Foreign acquirers typically acquire Finnish businesses through the purchase of shares, commonly establishing a Finnish acquisition vehicle to carry out the acquisition. As a result, the interest on the acquisition debt can be offset against profit of the target company by utilizing the Finnish tax consolidation scheme or after a legal merger. Tax deductibility of acquisition debt relating to such an arrangement was already approved by the Supreme Administrative Court in the 1980s and related structures have been widely utilized ever since.
The Supreme Administrative Court recently published a precedent (KHO 2021:179) which confirms that this tax treatment is still applicable. The tax authorities had challenged the tax treatment based on case law (KHO 2016:72 and related cases) according to which the tax deductibility of interest on acquisition debt was refused in connection with the acquisition of shares in a Finnish company. However, this case law concerned the usage of a Finnish branch of a foreign company as the acquisition vehicle and the tax deductibility was refused based on the acquired shares not being attributable to the Finnish branch and the arrangement was deemed as tax avoidance (due to the fact the branch enabled the acquiring group to deduct interest twice, both in Finland and in its country of establishment). The Supreme Administrative Court held that these cases are not applicable to a debt pushdown arrangement where the acquisition is executed via a limited liability company.

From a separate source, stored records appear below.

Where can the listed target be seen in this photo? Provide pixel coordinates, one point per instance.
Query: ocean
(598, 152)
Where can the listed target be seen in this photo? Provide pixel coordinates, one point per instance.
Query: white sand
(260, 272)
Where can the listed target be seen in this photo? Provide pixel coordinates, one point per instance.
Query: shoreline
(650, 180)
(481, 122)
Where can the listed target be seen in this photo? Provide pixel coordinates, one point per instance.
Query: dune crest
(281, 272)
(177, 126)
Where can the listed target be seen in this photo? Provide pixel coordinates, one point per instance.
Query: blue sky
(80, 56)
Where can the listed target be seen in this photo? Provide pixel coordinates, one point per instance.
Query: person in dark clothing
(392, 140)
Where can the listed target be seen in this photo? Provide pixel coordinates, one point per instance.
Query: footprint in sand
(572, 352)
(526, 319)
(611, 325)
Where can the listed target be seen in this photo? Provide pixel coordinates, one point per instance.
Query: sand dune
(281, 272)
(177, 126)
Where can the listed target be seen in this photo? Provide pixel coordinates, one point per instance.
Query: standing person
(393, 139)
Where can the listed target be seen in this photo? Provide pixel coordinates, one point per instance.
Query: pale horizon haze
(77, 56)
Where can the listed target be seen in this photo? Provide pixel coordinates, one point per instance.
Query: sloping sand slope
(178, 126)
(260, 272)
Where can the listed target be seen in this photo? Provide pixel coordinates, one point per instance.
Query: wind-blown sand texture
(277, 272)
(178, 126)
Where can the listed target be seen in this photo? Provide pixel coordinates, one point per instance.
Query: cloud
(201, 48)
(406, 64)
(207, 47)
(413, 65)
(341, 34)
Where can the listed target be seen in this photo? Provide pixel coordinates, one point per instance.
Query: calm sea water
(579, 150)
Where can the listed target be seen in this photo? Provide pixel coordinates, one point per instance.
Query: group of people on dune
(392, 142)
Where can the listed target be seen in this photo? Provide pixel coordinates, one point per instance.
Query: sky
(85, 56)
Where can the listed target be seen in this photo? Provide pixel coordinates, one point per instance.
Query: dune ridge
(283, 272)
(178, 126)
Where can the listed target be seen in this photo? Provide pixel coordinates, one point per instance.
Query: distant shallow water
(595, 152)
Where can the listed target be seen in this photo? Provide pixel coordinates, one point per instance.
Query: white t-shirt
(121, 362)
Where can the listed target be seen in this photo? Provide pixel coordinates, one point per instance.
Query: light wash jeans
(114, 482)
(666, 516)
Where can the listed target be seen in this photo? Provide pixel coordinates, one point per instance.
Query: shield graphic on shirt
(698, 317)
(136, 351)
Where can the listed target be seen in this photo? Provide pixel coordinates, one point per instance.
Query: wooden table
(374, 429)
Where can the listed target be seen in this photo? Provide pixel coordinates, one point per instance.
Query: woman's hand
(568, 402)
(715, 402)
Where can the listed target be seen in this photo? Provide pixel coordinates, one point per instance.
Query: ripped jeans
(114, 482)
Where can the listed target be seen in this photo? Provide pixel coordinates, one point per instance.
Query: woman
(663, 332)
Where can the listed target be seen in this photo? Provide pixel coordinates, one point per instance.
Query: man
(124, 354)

The Supreme Administrative Court also recently published a precent (KHO 2021:178) with application to debt pushdown arrangements in cross-border M&A transactions. The non-Finnish target group indirectly held shares in a Finnish operating company. Three years after closing of the transaction, the shares in the Finnish operating company were sold internally to a group Finnish holding company. The Supreme Administrative Court refused deduction of the acquisition loan interest on the ground that the primary reason for the share transfer was tax avoidance i.e. pushing debt to Finland by means of a group internal transfer for the primary purpose of obtaining tax deduction on the interest. The court denied the EU law-based arguments relating to free movement of capital. This ruling has been heavily criticised as it seems that the Supreme Administrative Court is applying Finnish anti-avoidance rules more strictly than EU law seems to require.